On the men's side, the narrative is split between a king trying to protect his grass kingdom and a young champion trying to fix a broken engine.
With Carlos Alcaraz sidelined due to a right wrist injury, Jannik Sinner enters as the heavy favorite to defend his title. But Sinner is carrying massive psychological baggage into London. His historic clay season ended with a spectacular, uncharacteristic meltdown at Roland Garros, where he blew a two-set and 5-1 lead against Juan Manuel Cerundolo. He blamed illness, but the mental scar remains.
That leaves the door open for 39-year-old Novak Djokovic. Like Serena, Djokovic is chasing history at SW19, hunting for a record-extending 25th Grand Slam singles title. Grass is kind to aging joints. It rewards precision over brutal, five-hour baseline grinding.

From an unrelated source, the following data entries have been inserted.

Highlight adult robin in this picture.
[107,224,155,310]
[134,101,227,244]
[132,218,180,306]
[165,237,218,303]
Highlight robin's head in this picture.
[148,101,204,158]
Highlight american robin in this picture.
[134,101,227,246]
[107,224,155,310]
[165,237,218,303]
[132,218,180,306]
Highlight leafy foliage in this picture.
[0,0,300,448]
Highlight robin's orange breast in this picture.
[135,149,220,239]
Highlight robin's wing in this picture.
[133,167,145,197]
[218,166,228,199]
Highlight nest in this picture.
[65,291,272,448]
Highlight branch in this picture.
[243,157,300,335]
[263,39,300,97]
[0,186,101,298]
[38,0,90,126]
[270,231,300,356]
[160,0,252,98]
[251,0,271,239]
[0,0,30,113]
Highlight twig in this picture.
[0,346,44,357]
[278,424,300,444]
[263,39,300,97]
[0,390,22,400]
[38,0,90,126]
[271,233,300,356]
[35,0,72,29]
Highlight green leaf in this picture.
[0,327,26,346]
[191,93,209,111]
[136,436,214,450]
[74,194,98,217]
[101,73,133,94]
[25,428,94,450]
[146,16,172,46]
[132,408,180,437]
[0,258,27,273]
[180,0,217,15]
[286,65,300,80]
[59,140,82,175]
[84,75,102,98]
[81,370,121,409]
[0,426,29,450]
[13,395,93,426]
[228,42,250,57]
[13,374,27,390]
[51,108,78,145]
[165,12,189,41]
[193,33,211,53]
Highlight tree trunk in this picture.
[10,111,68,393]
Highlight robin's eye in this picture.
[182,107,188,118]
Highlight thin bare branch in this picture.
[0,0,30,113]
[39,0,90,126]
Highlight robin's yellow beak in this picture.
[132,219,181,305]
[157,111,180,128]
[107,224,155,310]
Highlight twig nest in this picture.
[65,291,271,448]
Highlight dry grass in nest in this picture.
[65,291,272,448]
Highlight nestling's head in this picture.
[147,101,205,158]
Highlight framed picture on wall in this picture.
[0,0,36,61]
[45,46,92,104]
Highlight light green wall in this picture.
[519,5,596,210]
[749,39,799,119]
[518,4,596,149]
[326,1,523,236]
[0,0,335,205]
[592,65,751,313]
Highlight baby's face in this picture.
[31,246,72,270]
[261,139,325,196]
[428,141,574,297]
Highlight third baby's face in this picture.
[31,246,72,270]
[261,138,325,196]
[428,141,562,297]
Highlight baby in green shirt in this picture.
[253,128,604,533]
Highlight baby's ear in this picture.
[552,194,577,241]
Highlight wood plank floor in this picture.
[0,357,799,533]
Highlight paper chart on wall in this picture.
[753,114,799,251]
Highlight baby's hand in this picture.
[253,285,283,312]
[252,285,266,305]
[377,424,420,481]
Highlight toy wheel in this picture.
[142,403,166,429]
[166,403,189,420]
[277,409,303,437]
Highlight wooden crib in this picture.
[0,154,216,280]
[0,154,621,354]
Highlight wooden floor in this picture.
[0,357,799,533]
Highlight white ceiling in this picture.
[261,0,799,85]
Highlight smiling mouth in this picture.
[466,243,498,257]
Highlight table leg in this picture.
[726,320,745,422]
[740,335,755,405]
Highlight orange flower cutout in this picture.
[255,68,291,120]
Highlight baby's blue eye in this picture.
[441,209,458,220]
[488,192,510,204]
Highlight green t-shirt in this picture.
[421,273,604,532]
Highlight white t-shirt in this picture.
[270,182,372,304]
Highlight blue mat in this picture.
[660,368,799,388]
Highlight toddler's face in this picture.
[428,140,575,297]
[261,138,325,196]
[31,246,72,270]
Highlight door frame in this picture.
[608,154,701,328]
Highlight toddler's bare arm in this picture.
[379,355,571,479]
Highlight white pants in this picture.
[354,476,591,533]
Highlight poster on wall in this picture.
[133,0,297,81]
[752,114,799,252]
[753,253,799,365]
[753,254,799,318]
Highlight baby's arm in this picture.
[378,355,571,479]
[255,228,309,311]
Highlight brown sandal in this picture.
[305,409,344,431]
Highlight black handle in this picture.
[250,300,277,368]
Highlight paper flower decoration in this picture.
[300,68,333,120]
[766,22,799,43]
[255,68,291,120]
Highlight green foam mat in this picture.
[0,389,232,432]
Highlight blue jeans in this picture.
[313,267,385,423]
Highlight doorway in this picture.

If Sinner blinks, Djokovic is perfectly positioned to turn back the clock.
What to Watch on Tuesday
Forget the tactical breakdowns and the analytical data for a moment. Tuesday is about the theater.
Maya Joint will be fighting her nerves just as much as she's fighting Serena's legendary serve. The Center Court crowd will be aggressively, unapologetically partisan. For Serena, success won't be measured by whether she can win the whole tournament—the bookmakers know she won't. Success is seeing if the greatest serve in the history of the women's game can still carry her through three sets of high-pressure singles tennis.
Get your television screens ready. The first ball drops Monday, but Tuesday belongs to Serena.